Venezuela Is Such A Socialist Hellhole That Families Are Burying Loved Ones In Plastic Bags
by Matt Vespa
We’ve written how Venezuela is a socialist hellhole. The people are starving. It’s got to the point where people were eating out of garbage cans and breaking into zoos for meat. Pets are being eaten.
Children are resorting to prostitution for food. Medical supplies are dangerously low. It’s to the point where a couple of years ago, there were reports that hospitals were operating under 19th-century conditions. Of course, looting is rampant, crime is up, and to prevent the appearance of the country falling apart, there’s a new food police unit: it’s illegal to wait in line for the supermarket to open.
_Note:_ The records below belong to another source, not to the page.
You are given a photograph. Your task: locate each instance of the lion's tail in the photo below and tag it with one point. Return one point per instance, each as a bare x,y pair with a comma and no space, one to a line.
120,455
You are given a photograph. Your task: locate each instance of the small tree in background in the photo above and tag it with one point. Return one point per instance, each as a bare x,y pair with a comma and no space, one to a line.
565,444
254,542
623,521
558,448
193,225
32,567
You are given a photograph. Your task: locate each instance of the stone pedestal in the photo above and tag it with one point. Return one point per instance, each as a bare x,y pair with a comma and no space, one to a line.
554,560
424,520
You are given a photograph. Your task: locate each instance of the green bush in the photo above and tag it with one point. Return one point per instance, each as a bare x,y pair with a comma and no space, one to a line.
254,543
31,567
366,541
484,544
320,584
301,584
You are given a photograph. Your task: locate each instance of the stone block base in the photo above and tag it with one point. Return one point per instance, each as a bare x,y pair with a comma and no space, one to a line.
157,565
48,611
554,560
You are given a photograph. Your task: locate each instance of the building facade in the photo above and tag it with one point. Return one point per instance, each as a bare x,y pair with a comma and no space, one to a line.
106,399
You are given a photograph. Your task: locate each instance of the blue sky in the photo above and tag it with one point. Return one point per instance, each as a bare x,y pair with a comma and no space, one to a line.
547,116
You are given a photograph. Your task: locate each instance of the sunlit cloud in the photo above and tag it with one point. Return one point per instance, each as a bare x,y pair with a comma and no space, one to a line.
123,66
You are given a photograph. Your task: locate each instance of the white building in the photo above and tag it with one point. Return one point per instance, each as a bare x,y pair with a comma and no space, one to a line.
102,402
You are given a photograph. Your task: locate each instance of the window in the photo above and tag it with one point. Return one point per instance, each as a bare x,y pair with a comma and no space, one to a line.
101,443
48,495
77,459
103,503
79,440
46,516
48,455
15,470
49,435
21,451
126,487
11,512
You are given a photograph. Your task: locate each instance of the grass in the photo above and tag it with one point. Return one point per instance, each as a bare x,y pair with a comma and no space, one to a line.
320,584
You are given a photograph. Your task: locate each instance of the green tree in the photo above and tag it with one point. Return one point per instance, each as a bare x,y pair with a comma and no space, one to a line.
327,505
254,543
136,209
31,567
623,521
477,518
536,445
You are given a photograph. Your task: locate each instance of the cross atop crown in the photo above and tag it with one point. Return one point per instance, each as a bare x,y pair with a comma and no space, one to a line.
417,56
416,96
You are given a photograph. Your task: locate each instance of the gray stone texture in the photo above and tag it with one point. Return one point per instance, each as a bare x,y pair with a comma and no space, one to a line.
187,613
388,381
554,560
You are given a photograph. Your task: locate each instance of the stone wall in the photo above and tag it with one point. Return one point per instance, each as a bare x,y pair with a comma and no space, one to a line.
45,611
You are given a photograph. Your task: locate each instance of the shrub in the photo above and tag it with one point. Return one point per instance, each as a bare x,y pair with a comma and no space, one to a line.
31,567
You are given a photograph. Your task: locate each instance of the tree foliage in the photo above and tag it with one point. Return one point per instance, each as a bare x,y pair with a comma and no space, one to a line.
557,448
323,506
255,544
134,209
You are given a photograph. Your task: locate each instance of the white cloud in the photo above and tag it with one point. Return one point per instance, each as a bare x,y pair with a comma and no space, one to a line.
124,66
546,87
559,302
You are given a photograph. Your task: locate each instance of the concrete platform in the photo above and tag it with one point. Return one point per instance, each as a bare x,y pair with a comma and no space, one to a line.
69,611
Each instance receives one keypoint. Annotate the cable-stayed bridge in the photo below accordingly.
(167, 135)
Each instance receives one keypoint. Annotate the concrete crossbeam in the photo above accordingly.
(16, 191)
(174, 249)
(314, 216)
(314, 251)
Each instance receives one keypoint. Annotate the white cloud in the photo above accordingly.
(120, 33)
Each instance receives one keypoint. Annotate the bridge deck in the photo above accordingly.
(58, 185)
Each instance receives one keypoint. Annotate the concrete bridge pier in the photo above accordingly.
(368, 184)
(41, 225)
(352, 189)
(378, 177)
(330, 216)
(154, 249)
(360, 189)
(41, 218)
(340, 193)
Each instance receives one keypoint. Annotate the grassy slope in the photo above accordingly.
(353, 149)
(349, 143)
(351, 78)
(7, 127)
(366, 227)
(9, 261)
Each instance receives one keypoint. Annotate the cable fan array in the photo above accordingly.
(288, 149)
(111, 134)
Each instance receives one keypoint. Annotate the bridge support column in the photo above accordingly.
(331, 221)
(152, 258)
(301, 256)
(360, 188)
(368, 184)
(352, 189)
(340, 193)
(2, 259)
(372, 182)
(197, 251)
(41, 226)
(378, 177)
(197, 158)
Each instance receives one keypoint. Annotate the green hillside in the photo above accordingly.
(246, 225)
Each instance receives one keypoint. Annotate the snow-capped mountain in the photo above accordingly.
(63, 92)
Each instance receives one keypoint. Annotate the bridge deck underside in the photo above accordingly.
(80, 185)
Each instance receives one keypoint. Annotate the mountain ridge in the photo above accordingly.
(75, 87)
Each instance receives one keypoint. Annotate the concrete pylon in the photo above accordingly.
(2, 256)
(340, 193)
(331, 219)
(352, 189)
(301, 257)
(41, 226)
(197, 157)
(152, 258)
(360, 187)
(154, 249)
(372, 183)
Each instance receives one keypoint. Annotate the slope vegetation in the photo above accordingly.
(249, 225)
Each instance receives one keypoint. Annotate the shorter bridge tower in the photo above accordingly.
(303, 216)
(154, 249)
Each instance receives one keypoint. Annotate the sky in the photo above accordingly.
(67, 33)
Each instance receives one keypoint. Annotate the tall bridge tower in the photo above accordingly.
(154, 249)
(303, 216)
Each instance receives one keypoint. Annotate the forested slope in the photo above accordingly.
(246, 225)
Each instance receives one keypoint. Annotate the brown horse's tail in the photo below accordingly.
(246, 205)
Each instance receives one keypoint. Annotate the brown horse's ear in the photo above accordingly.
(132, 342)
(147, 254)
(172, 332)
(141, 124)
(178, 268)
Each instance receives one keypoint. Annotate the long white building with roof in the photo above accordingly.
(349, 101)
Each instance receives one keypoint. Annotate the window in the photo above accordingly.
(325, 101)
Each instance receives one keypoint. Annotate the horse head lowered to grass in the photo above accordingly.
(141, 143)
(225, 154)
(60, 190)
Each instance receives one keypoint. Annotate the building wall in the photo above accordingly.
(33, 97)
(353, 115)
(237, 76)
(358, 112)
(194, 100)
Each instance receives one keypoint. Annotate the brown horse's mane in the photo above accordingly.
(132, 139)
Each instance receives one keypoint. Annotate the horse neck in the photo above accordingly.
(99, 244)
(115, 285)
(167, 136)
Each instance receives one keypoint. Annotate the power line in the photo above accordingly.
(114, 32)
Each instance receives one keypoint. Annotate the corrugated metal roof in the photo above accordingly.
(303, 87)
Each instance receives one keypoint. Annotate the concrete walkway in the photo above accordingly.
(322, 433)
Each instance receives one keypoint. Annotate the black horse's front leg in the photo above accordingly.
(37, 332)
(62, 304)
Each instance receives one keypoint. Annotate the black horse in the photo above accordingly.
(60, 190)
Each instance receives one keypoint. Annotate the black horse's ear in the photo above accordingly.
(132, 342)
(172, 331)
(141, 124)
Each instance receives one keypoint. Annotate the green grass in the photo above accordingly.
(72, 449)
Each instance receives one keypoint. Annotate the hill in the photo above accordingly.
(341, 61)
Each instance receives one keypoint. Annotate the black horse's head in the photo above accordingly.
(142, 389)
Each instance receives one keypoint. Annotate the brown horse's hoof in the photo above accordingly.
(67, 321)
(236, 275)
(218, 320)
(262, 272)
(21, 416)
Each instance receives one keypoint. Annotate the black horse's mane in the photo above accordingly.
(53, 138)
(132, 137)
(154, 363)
With the country in an economic spiral downward, inflation has gone through the roof. The nation is a mess. You already know this. To add to the misery, families can no longer afford to bury their loved ones in caskets. They’re rented, returned, and the bodies are buried in plastic bags (via Fox News):
As the crisis in Venezuela’s socialist dictatorship deepens – gripped by mass hunger, starvation and a lack of medical supplies – there is no comfort even for the dead.
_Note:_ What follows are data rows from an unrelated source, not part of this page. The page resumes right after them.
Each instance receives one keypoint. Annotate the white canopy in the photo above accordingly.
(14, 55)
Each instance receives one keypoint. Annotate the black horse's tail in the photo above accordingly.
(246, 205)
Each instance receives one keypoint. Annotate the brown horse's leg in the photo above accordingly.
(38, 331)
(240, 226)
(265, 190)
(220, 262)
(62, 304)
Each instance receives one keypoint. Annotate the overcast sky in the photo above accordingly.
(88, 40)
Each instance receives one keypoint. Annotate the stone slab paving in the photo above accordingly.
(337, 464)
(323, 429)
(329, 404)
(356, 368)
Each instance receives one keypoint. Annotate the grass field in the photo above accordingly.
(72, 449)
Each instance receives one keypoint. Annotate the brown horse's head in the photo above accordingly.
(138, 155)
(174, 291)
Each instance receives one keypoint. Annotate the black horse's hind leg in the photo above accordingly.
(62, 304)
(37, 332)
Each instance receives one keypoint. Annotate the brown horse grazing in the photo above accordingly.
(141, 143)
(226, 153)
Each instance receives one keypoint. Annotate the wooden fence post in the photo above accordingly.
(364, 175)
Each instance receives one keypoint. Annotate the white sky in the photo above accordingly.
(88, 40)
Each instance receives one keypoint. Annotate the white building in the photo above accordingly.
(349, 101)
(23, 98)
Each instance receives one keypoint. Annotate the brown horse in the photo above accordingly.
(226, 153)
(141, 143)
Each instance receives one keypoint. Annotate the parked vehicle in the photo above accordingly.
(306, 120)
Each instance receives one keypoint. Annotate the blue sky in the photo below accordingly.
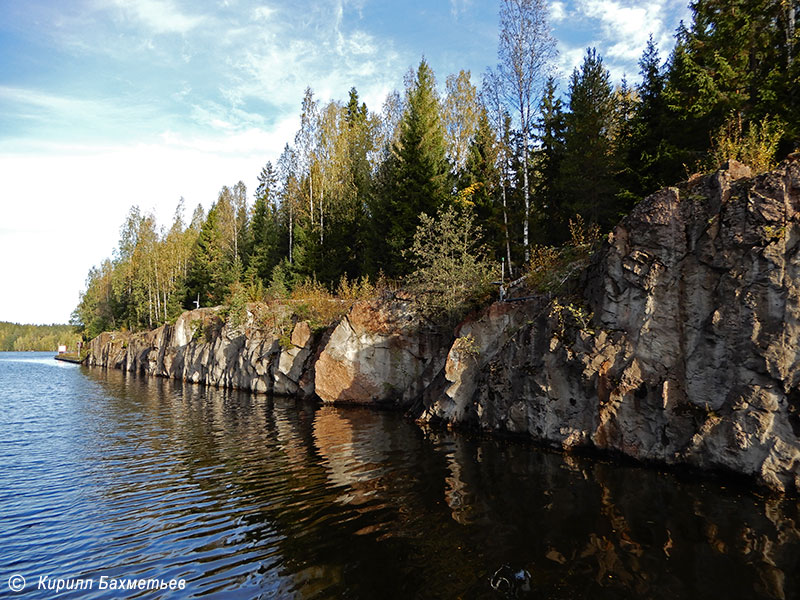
(109, 103)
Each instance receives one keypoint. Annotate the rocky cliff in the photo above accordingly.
(682, 348)
(691, 356)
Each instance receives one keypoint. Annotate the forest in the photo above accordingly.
(485, 172)
(43, 338)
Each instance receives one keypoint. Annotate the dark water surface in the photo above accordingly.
(248, 497)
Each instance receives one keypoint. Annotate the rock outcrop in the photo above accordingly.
(380, 353)
(691, 355)
(202, 348)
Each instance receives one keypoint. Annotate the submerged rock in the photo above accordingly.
(691, 355)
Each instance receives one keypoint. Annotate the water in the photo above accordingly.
(241, 496)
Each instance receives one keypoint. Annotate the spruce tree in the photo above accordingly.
(416, 175)
(587, 173)
(480, 184)
(550, 155)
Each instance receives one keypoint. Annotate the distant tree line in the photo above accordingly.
(346, 197)
(43, 338)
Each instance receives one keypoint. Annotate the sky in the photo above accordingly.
(106, 104)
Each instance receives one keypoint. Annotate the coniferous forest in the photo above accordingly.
(514, 153)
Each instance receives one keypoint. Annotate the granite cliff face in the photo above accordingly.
(692, 355)
(200, 347)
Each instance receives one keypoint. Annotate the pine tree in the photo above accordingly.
(416, 175)
(480, 184)
(550, 136)
(736, 60)
(587, 174)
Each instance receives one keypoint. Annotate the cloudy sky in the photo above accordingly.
(109, 103)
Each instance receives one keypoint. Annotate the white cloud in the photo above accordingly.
(625, 27)
(159, 16)
(618, 29)
(558, 12)
(59, 230)
(458, 7)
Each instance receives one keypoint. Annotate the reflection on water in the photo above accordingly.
(249, 497)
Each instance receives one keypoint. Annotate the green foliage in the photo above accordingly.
(452, 273)
(550, 269)
(466, 347)
(587, 171)
(352, 197)
(43, 338)
(415, 175)
(754, 145)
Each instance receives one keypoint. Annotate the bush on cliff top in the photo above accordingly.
(452, 272)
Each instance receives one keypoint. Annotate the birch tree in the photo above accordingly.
(524, 52)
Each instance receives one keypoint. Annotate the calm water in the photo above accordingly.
(247, 497)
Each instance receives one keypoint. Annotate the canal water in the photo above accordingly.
(112, 478)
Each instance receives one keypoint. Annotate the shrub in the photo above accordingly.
(754, 145)
(452, 273)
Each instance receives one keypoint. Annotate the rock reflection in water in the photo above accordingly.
(249, 496)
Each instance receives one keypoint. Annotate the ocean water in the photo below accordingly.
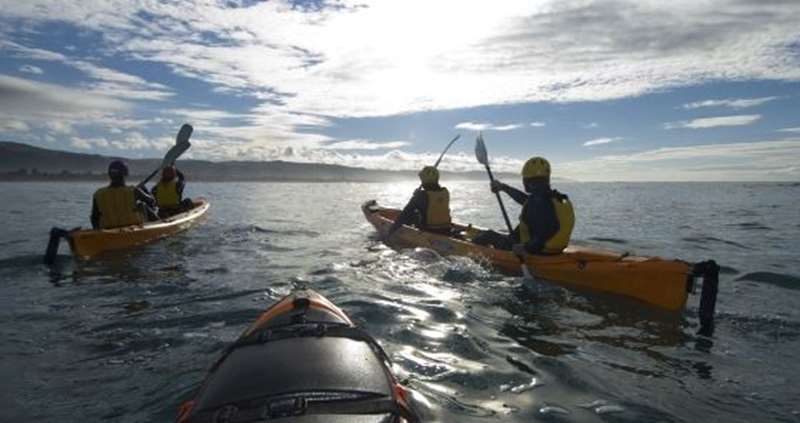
(128, 337)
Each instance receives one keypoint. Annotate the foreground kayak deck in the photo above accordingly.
(87, 243)
(302, 360)
(656, 281)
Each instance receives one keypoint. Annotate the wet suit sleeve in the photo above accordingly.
(544, 223)
(95, 218)
(143, 196)
(515, 194)
(409, 213)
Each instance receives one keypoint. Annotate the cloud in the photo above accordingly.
(473, 126)
(733, 103)
(35, 70)
(106, 81)
(88, 143)
(760, 160)
(318, 60)
(14, 125)
(33, 101)
(713, 122)
(365, 145)
(601, 141)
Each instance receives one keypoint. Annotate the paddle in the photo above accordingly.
(445, 150)
(181, 145)
(483, 158)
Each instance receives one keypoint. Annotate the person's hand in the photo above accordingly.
(496, 186)
(519, 250)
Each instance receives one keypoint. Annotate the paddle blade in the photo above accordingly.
(480, 150)
(184, 134)
(181, 145)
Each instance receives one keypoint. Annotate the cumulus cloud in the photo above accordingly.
(474, 126)
(713, 122)
(733, 103)
(601, 141)
(35, 70)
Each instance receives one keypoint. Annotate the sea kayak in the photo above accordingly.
(87, 243)
(302, 360)
(656, 281)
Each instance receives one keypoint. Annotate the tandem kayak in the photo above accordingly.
(86, 243)
(302, 360)
(655, 281)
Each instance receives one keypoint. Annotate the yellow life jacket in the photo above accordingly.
(566, 222)
(167, 196)
(438, 214)
(117, 206)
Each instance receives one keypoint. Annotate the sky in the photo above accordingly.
(606, 90)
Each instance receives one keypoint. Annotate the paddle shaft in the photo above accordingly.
(500, 200)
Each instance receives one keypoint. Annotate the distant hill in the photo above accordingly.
(23, 162)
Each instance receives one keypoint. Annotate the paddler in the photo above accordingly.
(547, 217)
(429, 207)
(117, 204)
(168, 193)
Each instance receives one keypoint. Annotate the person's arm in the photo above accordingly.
(512, 192)
(143, 196)
(543, 223)
(407, 215)
(95, 217)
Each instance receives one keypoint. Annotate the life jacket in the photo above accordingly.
(117, 206)
(565, 215)
(167, 195)
(437, 216)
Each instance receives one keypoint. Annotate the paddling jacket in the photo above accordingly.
(546, 220)
(114, 206)
(428, 208)
(168, 194)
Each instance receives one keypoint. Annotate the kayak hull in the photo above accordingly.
(656, 281)
(306, 352)
(87, 243)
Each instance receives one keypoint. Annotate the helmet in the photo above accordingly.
(536, 167)
(168, 173)
(117, 169)
(429, 175)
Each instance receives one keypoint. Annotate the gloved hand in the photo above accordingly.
(496, 186)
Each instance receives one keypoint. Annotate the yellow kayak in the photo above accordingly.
(87, 243)
(656, 281)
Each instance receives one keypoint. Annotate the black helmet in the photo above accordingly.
(117, 169)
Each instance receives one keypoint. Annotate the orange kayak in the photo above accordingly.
(656, 281)
(87, 243)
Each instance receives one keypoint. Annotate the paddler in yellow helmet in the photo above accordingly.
(429, 207)
(168, 192)
(118, 204)
(547, 217)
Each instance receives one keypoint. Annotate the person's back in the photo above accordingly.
(115, 206)
(429, 207)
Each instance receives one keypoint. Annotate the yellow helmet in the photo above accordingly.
(536, 167)
(429, 175)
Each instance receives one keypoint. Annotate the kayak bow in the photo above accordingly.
(302, 360)
(659, 282)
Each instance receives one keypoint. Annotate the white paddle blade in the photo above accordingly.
(480, 150)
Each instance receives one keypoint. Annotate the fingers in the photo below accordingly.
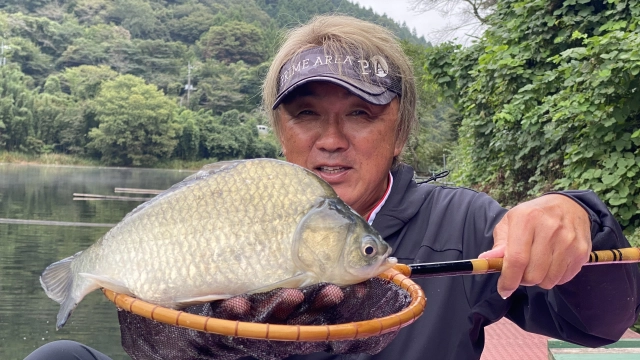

“What is happening is medieval. People are ‘renting’ caskets for a service, but giving them back. The same casket is being used over and over again because people cannot afford to buy one,” Venezuelan opposition leader Julio Borges, who has been living in exile in the Colombian capital of Bogota for the past nine months, told Fox News. “And then they have to wrap the body in plastic bags for the burial. Others don’t have money for a land plot, so they are burying loved ones in their back garden.”
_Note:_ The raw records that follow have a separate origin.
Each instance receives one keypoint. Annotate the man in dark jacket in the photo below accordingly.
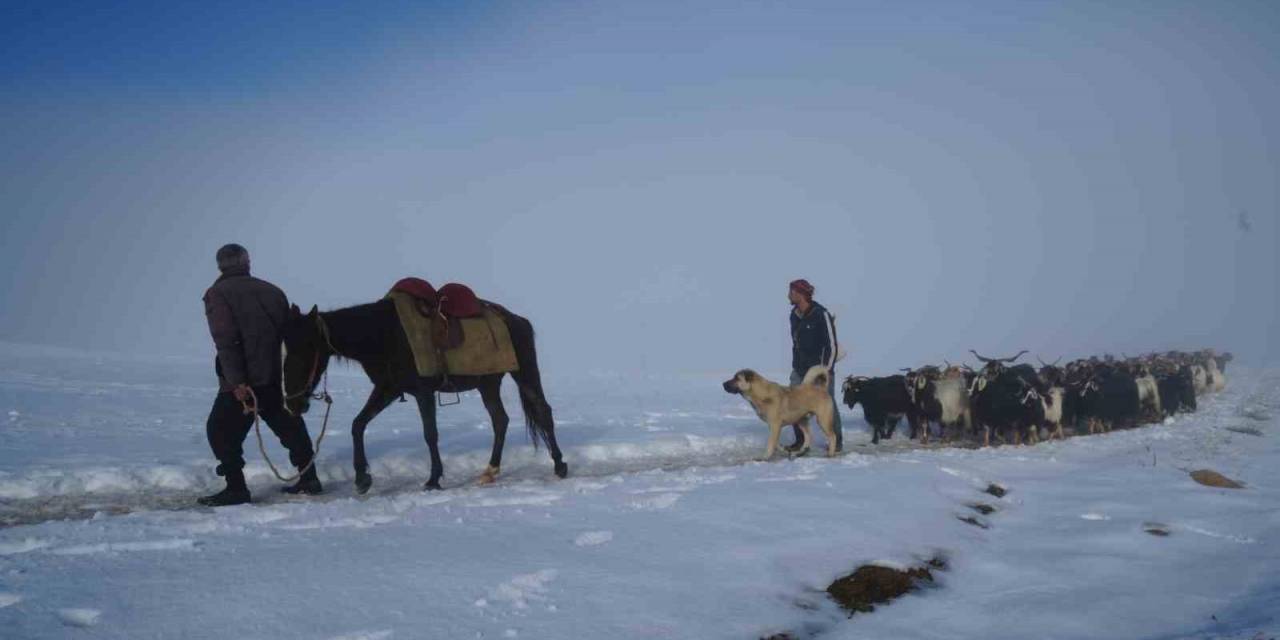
(813, 342)
(245, 318)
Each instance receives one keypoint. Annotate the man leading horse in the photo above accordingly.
(246, 316)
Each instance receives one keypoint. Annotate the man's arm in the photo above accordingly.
(227, 339)
(830, 348)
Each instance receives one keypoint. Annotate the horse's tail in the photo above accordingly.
(533, 401)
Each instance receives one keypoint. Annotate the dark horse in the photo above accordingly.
(371, 336)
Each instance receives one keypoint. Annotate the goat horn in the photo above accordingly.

One Venezuelan, who asked his name not be published, described the sudden death of his father in the capital Caracas last week, which left the family without a vehicle to take the body to the morgue. It took more than a day for the body to be collected.
And even then, the family had to say their goodbyes – they had no money for a funeral, or burial – praying the body would be disposed of in some kind of mass cremation.
For every day a body remains in the morgue, the cost rises, leaving families without the means for collection. In such cases, loved ones are simply left stranded – their relatives in mourning, not knowing what to do, and without closure.